Ils s'appellent Thibaut Jarrousse, Jérôme Pasquet et Luis Da Silva. Ces trois ingénieurs nantais, déjà fondateurs de la société 10-vins spécialisée dans la fourniture de «vin au verre», ont lancé jeudi soir la commercialisation de D-vine, une machine «unique au monde» qu'ils qualifient eux-mêmes de «Nespresso du vin».

Le fonctionnement est simple: au lieu d'une capsule de café, on insère au sommet de la machine un flacon-tube de 10 cl de vin, l'équivalent d'un verre. La D-vine va ensuite lire le code inscrit sur le flacon et, en fonction de ses caractéristiques, servir le breuvage idéalement aéré et à la bonne température. Le processus prend une minute. 

«Plus besoin de se forcer à ouvrir une bouteille»

«Recréer les conditions de service idéales, c'est très compliqué chez soi, assure Thibaut. Or, un bon vin, s'il n'est pas servi comme il le faudrait, peut s'avérer décevant. C'est dommage lorsqu'on ouvre une bouteille à 10 euros par exemple. Avec la D-vine, il n'y a plus à se soucier de mettre son vin en carafe une heure avant, ni de chercher à le refroidir au frigo. La machine sert le vin tel qu'il est le meilleur, c'est-à-dire lorsqu'il révèle toute sa palette aromatique.»
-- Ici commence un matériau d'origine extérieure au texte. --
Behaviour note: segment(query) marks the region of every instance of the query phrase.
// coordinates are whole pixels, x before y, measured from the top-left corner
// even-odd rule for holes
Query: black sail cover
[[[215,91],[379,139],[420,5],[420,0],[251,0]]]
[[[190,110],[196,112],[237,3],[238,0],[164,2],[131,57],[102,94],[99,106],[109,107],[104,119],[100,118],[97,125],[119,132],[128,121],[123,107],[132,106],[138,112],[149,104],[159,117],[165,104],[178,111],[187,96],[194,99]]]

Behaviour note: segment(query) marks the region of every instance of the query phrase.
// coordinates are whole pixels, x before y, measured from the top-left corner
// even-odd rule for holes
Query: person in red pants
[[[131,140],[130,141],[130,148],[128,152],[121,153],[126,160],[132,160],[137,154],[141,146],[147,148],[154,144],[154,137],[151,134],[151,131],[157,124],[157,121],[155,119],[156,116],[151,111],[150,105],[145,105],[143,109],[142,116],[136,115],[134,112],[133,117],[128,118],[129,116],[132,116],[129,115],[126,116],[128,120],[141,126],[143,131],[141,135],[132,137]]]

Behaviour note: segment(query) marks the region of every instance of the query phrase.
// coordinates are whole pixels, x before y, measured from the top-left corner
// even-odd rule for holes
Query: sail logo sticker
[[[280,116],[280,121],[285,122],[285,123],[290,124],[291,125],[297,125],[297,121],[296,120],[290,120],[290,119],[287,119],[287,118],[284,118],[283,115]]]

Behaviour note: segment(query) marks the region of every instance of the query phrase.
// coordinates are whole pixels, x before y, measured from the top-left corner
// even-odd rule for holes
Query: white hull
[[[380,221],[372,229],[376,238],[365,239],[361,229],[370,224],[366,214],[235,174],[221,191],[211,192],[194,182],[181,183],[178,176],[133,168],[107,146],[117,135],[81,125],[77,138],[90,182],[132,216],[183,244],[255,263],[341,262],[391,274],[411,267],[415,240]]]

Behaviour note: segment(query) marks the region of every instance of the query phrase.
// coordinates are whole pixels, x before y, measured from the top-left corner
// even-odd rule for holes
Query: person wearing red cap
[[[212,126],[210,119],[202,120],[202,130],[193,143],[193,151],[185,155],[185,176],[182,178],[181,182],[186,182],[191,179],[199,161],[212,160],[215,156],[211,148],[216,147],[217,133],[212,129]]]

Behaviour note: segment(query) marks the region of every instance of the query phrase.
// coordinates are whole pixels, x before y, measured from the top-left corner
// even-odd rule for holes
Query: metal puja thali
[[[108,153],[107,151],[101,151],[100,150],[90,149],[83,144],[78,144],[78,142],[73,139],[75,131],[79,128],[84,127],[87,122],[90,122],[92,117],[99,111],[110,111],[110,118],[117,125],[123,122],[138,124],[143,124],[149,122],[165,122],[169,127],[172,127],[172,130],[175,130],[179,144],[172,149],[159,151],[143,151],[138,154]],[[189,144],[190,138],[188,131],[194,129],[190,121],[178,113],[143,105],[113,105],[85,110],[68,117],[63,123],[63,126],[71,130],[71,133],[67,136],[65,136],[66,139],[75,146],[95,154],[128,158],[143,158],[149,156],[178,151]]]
Autre intérêt: s'adapter précisément à l'envie des convives. «Plus besoin de se forcer à ouvrir une bouteille qu'on aura du mal à finir, explique Luis. Si, dans un couple, l'un veut un verre de Bordeaux rouge et l'autre un blanc liquoreux, ça ne pose aucun problème. Et quand vous recevez des amis, vous leur proposez notre carte des vins. C'est très convivial.»

Frederic Brenon / 20 Minutes

Une trentaine de flacons à la carte

Sélectionnés avec un œnologue, une trentaine de crus de qualité (vins de Loire, Rhône, Bordeaux, Provence, Bourgogne et Languedoc) sont, pour l'instant, compatibles. Le prix du flacon varie de 2 euros à 16 euros l'unité. «La moyenne est autour de 4-5 euros, précise Thibaut. C'est environ quatre fois moins que le prix de la bouteille chez le caviste.» Ils peuvent être commandés sur Internet ou achetés directement à la boutique située quartier République sur l'île de Nantes. Leur durée de conservation est d'environ trois ans.

Ambition: 20.000 machines vendues

La D-vine, elle, sera vendue à terme 299 euros prix public. Mais, depuis le lancement jeudi soir d'une campagne de financement participatif via le site Ulule, elle peut être précommandée au tarif de 249 euros. Objectif: vendre au moins 60 machines d'ici le 15 décembre, de manière à pouvoir lancer la production. Les premiers exemplaires seront livrés «entre Noël 2014 et juin 2015». «Si ça marche, et on y croit à fond, l'ambition est de vendre 20.000 machines à l'horizon 2018», confie Luis.

L'invention brevetée, qui aura nécessité quatre ans de travail aux trois ingénieurs, semble en tout cas déjà intéresser les professionnels. «Avec des petits contenus, servis en plus de façon optimale, les gens n'hésitent plus à goûter, estime Régis Neau, producteur de Saumur-Champigny. Ça offre de nouvelles perspectives. Ça peut dynamiser nos ventes.»